Doc Savage: Brand of the Werewolf by Kenneth Robeson (Art by James Bama) – The Doc Savage books were reprinted in the 60s and 70s, probably in conjunction with a pretty lame movie that was released about then. Doc was the science hero to end all science heroes, and every action character from Superman to Indiana Jones owes some debt to him. The covers were painted by western artist James Bama, using actor Steve (“Flash Gordon”) Holland as a model. Every cover is a classic, but this one for “Brand of the Werewolf” stands out, and is more believable than the CGI in the new Twilight movie.

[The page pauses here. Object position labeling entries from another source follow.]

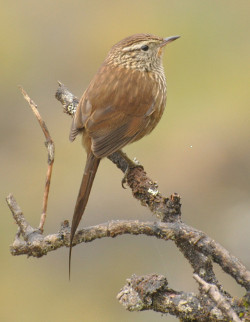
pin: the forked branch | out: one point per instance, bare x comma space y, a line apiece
149, 292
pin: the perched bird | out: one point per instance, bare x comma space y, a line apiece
123, 103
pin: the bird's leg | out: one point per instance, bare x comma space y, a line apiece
131, 164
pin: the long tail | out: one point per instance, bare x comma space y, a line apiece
83, 196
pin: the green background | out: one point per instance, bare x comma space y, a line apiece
200, 149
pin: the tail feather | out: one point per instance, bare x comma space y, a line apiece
83, 196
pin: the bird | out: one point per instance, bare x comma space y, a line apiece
123, 102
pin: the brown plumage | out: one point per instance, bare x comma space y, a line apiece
124, 102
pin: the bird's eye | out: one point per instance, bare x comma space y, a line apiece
144, 48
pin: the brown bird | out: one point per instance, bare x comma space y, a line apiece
123, 103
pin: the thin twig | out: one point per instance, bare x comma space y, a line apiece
51, 152
218, 298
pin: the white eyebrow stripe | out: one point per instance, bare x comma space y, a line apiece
135, 46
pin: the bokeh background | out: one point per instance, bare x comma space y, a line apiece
200, 148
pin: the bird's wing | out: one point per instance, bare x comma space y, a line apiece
115, 108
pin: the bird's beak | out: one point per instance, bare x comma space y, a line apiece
168, 40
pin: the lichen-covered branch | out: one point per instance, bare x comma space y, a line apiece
212, 303
151, 292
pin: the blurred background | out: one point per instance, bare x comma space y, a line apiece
200, 149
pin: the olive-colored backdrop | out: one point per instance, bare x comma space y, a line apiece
200, 148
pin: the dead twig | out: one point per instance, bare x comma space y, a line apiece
51, 152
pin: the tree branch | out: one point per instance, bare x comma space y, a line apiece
146, 292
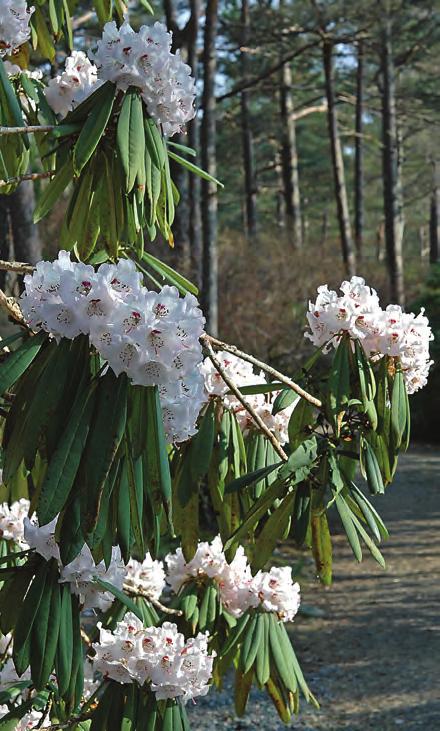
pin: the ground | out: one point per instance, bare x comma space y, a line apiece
372, 656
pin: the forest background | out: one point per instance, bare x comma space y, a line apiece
322, 121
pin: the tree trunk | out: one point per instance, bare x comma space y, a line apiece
338, 163
434, 218
359, 155
289, 159
19, 237
391, 162
194, 187
209, 190
246, 130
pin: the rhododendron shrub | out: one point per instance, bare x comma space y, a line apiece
124, 424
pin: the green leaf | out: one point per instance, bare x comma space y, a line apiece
12, 102
15, 364
202, 444
194, 169
339, 379
158, 478
104, 438
93, 129
347, 521
273, 530
45, 42
155, 144
63, 467
182, 148
370, 468
322, 547
246, 480
123, 598
285, 398
169, 274
398, 408
53, 191
130, 137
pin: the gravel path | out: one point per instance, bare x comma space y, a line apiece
372, 656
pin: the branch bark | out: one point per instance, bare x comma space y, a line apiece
253, 414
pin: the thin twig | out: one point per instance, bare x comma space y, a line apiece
35, 128
220, 345
68, 724
255, 417
17, 267
13, 309
28, 176
155, 602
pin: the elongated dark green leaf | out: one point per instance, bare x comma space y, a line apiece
194, 169
26, 618
15, 364
285, 398
276, 490
339, 379
155, 144
273, 531
123, 598
105, 436
322, 547
179, 281
398, 408
93, 129
130, 137
202, 444
12, 101
63, 467
246, 480
347, 521
158, 479
53, 191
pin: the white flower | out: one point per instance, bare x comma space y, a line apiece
80, 79
209, 560
14, 25
6, 645
8, 675
13, 70
158, 655
144, 60
277, 592
148, 576
241, 374
81, 574
11, 521
33, 720
389, 332
153, 337
271, 590
42, 539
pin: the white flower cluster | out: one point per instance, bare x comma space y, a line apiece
151, 336
14, 25
382, 332
273, 591
81, 572
144, 60
12, 69
11, 521
241, 373
158, 655
31, 720
147, 577
79, 79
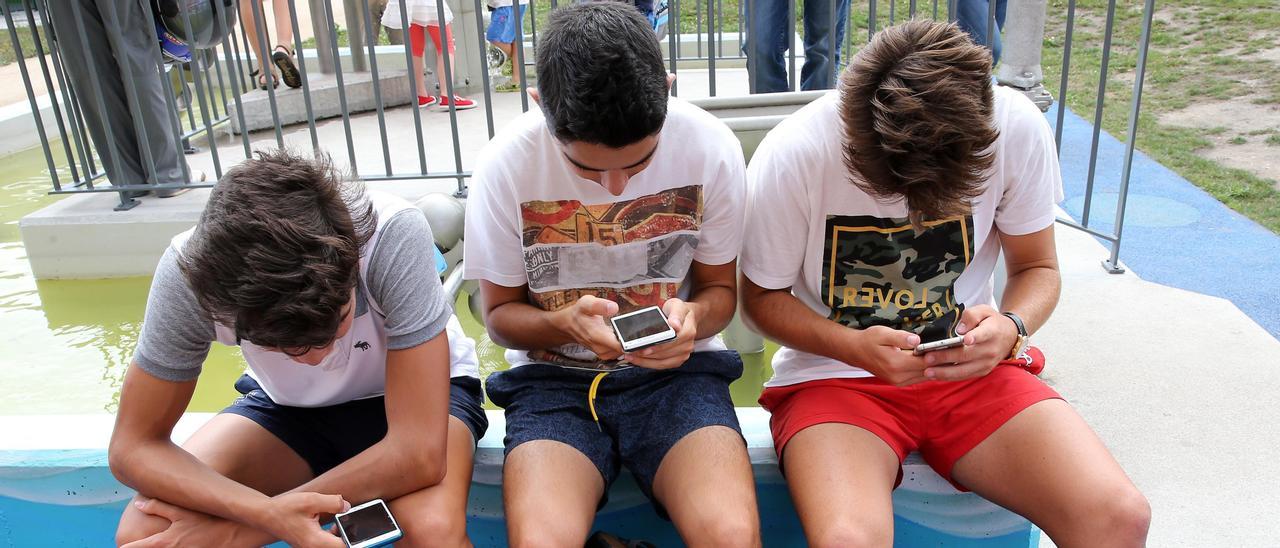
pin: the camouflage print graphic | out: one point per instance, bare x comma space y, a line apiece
882, 272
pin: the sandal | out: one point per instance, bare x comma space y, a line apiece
283, 60
261, 80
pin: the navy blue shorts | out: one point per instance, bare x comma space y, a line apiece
643, 412
327, 437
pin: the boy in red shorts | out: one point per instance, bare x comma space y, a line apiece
888, 204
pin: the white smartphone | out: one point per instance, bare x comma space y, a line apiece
938, 345
643, 328
368, 525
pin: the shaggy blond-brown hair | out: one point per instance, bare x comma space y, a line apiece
917, 106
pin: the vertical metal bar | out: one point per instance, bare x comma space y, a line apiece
446, 33
673, 16
991, 24
342, 91
71, 101
31, 94
302, 74
265, 69
407, 26
520, 55
51, 90
371, 40
832, 48
871, 21
711, 45
791, 45
1097, 112
1134, 110
484, 74
236, 95
101, 105
1066, 72
673, 8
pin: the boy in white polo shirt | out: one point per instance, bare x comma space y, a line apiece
333, 297
880, 213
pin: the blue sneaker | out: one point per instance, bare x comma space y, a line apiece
172, 46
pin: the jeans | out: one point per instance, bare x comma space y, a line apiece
768, 40
972, 17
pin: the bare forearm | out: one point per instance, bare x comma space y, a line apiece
163, 470
1032, 295
520, 325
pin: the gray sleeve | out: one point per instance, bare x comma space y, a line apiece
176, 332
403, 282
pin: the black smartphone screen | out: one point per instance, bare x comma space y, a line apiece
640, 325
366, 524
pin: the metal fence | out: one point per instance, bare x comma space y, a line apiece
206, 99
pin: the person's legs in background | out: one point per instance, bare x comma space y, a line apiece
972, 16
819, 59
766, 44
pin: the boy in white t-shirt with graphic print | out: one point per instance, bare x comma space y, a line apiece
608, 199
360, 382
888, 204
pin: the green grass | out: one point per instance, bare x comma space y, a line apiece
1193, 59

Planet of the Dreamers by John D. MacDonald (Art by ?????) – As I grew older, I lost interest in science fiction and started picking up detective novels instead. But I couldn’t help feeling a certain rush at seeing a spaceship or alien landscape. So imagine my excitement when I found what looked like a space opera by my favorite hardboiled PI writer, John D. MacDonald. Imagine my further excitement at a cigarette in a space helmet. Hell yeah.
Masters of Atlantis by Charles Portis (Art/design by ?????) – You have no idea how much I want to pretend that this book lives up to the title (and cover) here. But in truth, it’s much better. It’s not the Erich Von Danikin-style expose of space travelers and lost civilizations. It’s a deadpan comedy about secret fraternal organizations by the most quietly-hilarious American author since Terry Southern. Imagine the secrets of the Illuminati revealed by Jacques Tati, in book form, and you might come close.
JOHN PICACIO: If you’ve seen the original SF Signal post, then you’ve already seen my choices, but here they are again for your convenience.
Violent Cases by Neil Gaiman & Dave McKean (Art by Dave McKean), UK edition – I first saw this cover at Forbidden Planet in London in 1990. It made my head explode. I was on a collegiate trip to Europe as part of my architectural undergrad degree studies. I think this cover officially began the countdown that marked my architectural days as numbered. It made me want to be a professional illustrator. It’s not my all-time favorite McKean, but it is the one that first made my head spin. It’s the one that made me realize that not only can pencils, pens, and paints be your palette, but that indeed the world could be.
The Illustrated Man by Ray Bradbury (Art by Jim Burns), US edition – How can any artist worth his/her salt not be in heaven illustrating a cover for this story? I think this Burns image is my favorite, especially the full wraparound art, but I also love this one (artist unknown)
Do Androids Dream of Electric Sheep? by Philip K. Dick (Art by Bruce Jensen), US edition – I recently had a conversation with Bruce Jensen at IlluXCon and told him how much his work influenced me. I think this cover had as much to do with it, as any. It’s one of my favorite examples of cover art that chooses to be evocative rather than literal, which is why I always love his work so much. His work always respects the viewer rather than spoon-feeds them.
Star Maker by Olaf Stapledon (Art by Les Edwards), UK edition – This one just hammers me every time. I favor Les’ work that happens when he dons his “Edward Miller” persona, but this image may be my favorite thing that either guy ever did. It needs no words, and makes me want the book all over again every time I see it.